Arr = [self.vocab.stoi[x] for x in arr] KeyError: 'hinton city official confirm multiple building fire

I’m trying to train a model to classify tweets whether they were talking about disaster or not.

anyway I got this problem that I didn’t understand what does it tell me to fix.

Traceback (most recent call last):
  File "C:/Users/BHAAK/Desktop/ML_PATH/dirty-hands/dirty-hands file 3/Project.py", line 333, in <module>
    valid_loss, valid_acc = evaluate(model, val_set, criterion)
  File "C:/Users/BHAAK/Desktop/ML_PATH/dirty-hands/dirty-hands file 3/Project.py", line 307, in evaluate
    for batch in iterator:
  File "C:\Users\BHAAK\AppData\Local\Programs\Python\Python36\lib\site-packages\torchtext\data\iterator.py", line 156, in __iter__
    yield Batch(minibatch, self.dataset, self.device)
  File "C:\Users\BHAAK\AppData\Local\Programs\Python\Python36\lib\site-packages\torchtext\data\batch.py", line 34, in __init__
    setattr(self, name, field.process(batch, device=device))
  File "C:\Users\BHAAK\AppData\Local\Programs\Python\Python36\lib\site-packages\torchtext\data\field.py", line 237, in process
    tensor = self.numericalize(padded, device=device)
  File "C:\Users\BHAAK\AppData\Local\Programs\Python\Python36\lib\site-packages\torchtext\data\field.py", line 338, in numericalize
    arr = [self.vocab.stoi[x] for x in arr]
  File "C:\Users\BHAAK\AppData\Local\Programs\Python\Python36\lib\site-packages\torchtext\data\field.py", line 338, in <listcomp>
    arr = [self.vocab.stoi[x] for x in arr]
KeyError: 'get battlefield num scream mic cunt'

here is the hole code

import torchtext.data as data
import torch
from sklearn.metrics import accuracy_score
import torch
import torch.nn as nn
from torch.nn.utils.rnn import pack_padded_sequence, pad_packed_sequence
import pandas as pd
import re
from nltk.corpus import stopwords
from nltk.stem.wordnet import WordNetLemmatizer


TEXT = data.Field(batch_first=True, include_lengths=True)
LABEL = data.LabelField(dtype=torch.float, batch_first=True)
feilds = [('text', TEXT), ('target', LABEL)]

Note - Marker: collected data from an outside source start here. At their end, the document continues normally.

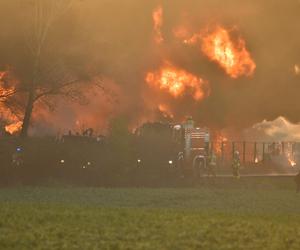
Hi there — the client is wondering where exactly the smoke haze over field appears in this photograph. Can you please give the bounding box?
[1,0,300,135]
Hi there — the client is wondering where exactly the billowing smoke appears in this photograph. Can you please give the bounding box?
[1,0,300,135]
[243,117,300,142]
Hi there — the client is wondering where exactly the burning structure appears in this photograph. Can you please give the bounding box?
[0,0,299,159]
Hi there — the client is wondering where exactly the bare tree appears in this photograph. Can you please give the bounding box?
[19,0,83,137]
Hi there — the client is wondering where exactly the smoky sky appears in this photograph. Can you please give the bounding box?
[1,0,300,132]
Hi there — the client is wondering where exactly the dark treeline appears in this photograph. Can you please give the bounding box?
[0,120,183,187]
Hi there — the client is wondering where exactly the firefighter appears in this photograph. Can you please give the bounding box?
[207,151,217,177]
[232,150,241,178]
[177,152,185,178]
[193,155,206,178]
[295,170,300,193]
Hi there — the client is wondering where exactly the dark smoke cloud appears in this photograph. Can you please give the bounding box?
[1,0,300,134]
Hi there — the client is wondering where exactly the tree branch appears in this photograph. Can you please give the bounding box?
[34,78,80,101]
[0,89,18,101]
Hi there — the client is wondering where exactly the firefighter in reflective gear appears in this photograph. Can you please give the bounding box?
[177,152,185,178]
[232,151,241,178]
[295,170,300,193]
[177,152,184,167]
[207,152,217,177]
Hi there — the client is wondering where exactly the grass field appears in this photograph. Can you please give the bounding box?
[0,177,300,250]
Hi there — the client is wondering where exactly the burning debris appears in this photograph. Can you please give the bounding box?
[146,62,210,101]
[5,121,23,135]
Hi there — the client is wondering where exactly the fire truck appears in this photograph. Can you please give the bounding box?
[173,117,211,177]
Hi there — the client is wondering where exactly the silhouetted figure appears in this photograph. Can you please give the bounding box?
[177,152,185,178]
[232,151,241,179]
[295,171,300,193]
[193,155,206,178]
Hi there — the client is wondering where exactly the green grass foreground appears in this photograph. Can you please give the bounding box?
[0,178,300,250]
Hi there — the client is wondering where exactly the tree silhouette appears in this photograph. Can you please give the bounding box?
[18,0,78,137]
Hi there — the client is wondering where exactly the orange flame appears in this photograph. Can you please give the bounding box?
[158,104,174,119]
[175,25,256,78]
[5,121,23,134]
[288,159,296,167]
[286,152,296,167]
[213,134,228,155]
[0,71,15,99]
[294,64,300,75]
[153,6,164,44]
[201,26,256,78]
[146,63,209,101]
[0,71,22,135]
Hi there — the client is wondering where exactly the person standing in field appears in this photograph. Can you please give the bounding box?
[232,151,241,179]
[295,170,300,193]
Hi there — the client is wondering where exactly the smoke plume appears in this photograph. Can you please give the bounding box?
[0,0,300,135]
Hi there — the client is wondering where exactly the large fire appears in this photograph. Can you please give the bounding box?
[146,63,209,101]
[202,26,256,78]
[175,25,256,78]
[152,6,164,44]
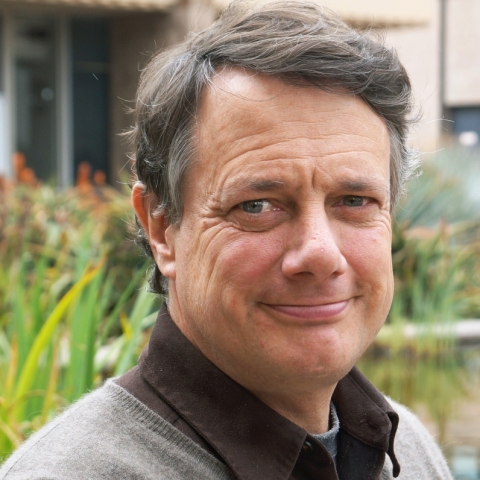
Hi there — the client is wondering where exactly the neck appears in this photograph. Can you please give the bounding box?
[250,386,336,434]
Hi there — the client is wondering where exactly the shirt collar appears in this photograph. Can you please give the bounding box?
[139,305,400,480]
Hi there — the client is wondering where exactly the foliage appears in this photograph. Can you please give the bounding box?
[396,147,480,228]
[390,148,480,325]
[0,181,161,460]
[390,221,480,325]
[0,182,146,316]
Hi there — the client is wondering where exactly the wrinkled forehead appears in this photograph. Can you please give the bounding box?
[197,67,342,118]
[194,67,390,170]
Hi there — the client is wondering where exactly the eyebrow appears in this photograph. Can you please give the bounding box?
[233,177,389,196]
[338,179,389,195]
[247,180,286,192]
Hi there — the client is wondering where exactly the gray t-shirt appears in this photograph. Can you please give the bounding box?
[311,402,340,461]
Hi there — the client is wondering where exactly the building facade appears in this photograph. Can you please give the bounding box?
[0,0,216,185]
[5,0,471,186]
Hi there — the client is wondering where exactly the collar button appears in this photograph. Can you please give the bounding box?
[301,440,314,455]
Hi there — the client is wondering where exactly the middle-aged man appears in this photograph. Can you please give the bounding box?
[1,2,454,479]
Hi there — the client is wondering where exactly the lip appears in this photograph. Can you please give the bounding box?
[263,300,350,322]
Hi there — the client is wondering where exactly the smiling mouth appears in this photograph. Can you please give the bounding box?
[263,300,350,321]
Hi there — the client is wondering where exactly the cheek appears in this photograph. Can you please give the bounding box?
[206,230,285,294]
[341,225,393,292]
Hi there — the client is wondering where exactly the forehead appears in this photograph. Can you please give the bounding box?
[193,68,390,191]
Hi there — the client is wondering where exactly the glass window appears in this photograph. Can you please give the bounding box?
[0,16,8,178]
[14,17,57,182]
[72,18,109,183]
[451,106,480,147]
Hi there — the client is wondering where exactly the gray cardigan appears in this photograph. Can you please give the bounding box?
[0,381,453,479]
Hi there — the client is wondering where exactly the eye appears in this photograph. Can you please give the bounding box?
[241,200,271,214]
[229,198,287,231]
[342,196,365,207]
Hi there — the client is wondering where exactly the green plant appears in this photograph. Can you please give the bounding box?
[389,148,480,328]
[390,221,480,326]
[0,181,161,460]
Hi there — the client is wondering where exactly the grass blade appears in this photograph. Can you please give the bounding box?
[13,264,102,417]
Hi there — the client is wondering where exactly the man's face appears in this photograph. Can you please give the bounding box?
[161,69,393,398]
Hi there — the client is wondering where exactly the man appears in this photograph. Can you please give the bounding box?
[1,2,453,479]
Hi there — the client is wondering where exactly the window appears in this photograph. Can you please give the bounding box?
[14,16,57,182]
[450,106,480,147]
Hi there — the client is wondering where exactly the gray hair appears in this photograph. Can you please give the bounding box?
[129,0,418,295]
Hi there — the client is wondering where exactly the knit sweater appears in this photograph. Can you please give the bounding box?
[0,381,453,480]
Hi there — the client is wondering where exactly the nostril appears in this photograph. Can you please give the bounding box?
[281,239,346,280]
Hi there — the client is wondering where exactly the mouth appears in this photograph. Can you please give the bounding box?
[262,299,350,322]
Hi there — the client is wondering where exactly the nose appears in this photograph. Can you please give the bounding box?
[281,209,347,280]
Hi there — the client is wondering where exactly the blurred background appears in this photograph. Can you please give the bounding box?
[0,0,480,478]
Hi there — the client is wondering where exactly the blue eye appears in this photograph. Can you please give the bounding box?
[242,200,267,214]
[342,196,364,207]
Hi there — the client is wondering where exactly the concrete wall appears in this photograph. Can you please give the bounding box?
[383,0,480,150]
[444,0,480,107]
[384,0,442,153]
[109,3,216,184]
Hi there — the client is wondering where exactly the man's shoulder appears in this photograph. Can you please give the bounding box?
[381,397,453,480]
[0,381,233,480]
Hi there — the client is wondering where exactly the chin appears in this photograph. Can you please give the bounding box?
[270,344,359,386]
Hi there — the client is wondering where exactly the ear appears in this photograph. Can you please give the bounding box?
[131,182,177,280]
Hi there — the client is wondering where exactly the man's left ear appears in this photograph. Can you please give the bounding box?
[131,182,177,280]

train, val = data.TabularDataset(path='processed_data.csv', format='csv', fields=feilds, skip_header=True).split()


TEXT.build_vocab(train, min_freq=5, vectors='glove.twitter.27B.50d')
LABEL.build_vocab(train)

train_set, val_set = data.BucketIterator.splits((train, val), batch_sizes=(32, 32), sort_within_batch=True,
                                        device='cpu', sort_key=lambda x: len(x.text))



class Net(nn.Module):
    def __init__(self, vocab_size, embedding_dim, hidden_dim, output_dim, n_layers, bidirectional, dropout):
        super().__init__()

        self.Embedding = nn.Embedding(vocab_size, embedding_dim)
        self.LSTM = nn.LSTM(embedding_dim, hidden_dim, num_layers=n_layers, bidirectional=bidirectional, dropout=dropout, batch_first=True)
        self.fc = nn.Linear(hidden_dim * 2, output_dim)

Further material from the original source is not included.